Safe haven funds have been gaining investor attention, owing to rising geopolitical concerns. Despite widespread global criticism, North Korea has been continuously testing missiles to develop a nuclear program in order to safeguard itself from potential U.S. invasion, per North Korean leader Kim Jong-Un.
Moreover, North Korean diplomats have said that they have the potential of firing missiles to the U.S. mainland. While President Donald Trump has threatened to destroy North Korea completely if it attacks, his North Korean counterpart responded by warning the United States of the "highest level of hard-line countermeasure in history” (read: North Korea Jitters: ETF Winners and Losers).
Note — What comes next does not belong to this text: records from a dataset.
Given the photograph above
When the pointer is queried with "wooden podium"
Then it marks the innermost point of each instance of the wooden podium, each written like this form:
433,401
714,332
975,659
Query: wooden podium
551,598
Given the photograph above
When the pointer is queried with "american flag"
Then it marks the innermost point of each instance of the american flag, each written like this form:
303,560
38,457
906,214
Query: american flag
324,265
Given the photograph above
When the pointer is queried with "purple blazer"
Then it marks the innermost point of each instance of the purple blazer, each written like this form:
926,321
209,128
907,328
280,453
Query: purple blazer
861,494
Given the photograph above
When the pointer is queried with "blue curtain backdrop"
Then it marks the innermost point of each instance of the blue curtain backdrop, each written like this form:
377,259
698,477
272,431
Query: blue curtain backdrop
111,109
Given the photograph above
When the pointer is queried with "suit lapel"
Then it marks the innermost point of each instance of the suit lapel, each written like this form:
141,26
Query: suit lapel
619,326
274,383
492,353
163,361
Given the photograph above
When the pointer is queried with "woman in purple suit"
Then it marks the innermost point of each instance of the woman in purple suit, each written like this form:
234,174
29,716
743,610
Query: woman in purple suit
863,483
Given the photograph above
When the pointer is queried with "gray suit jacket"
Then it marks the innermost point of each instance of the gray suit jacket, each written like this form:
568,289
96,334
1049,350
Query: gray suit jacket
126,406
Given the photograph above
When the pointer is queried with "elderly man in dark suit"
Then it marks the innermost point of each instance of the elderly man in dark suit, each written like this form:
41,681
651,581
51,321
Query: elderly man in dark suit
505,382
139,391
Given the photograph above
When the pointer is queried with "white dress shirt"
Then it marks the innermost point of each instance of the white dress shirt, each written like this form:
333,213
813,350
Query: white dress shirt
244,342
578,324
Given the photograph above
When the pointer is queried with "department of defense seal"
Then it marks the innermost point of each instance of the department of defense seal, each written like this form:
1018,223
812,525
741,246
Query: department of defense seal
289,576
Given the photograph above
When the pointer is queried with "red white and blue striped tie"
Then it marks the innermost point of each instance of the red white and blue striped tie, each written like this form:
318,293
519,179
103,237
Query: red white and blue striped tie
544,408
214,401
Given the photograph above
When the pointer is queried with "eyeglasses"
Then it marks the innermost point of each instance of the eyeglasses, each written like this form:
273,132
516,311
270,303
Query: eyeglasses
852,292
Latest Developments in the Space
Geopolitical risks have again come into the picture as the United States and South Korea prepare for massive joint naval drills. “As long as one does not take part in the U.S. military actions against the DPRK, we have no intention to use or threaten to use nuclear weapons against any other country,” said Kim In Ryong, North Korea’s deputy ambassador to the United Nations.
Moreover, Russia urged the United States to reduce tensions and cut down on military drills near North Korea.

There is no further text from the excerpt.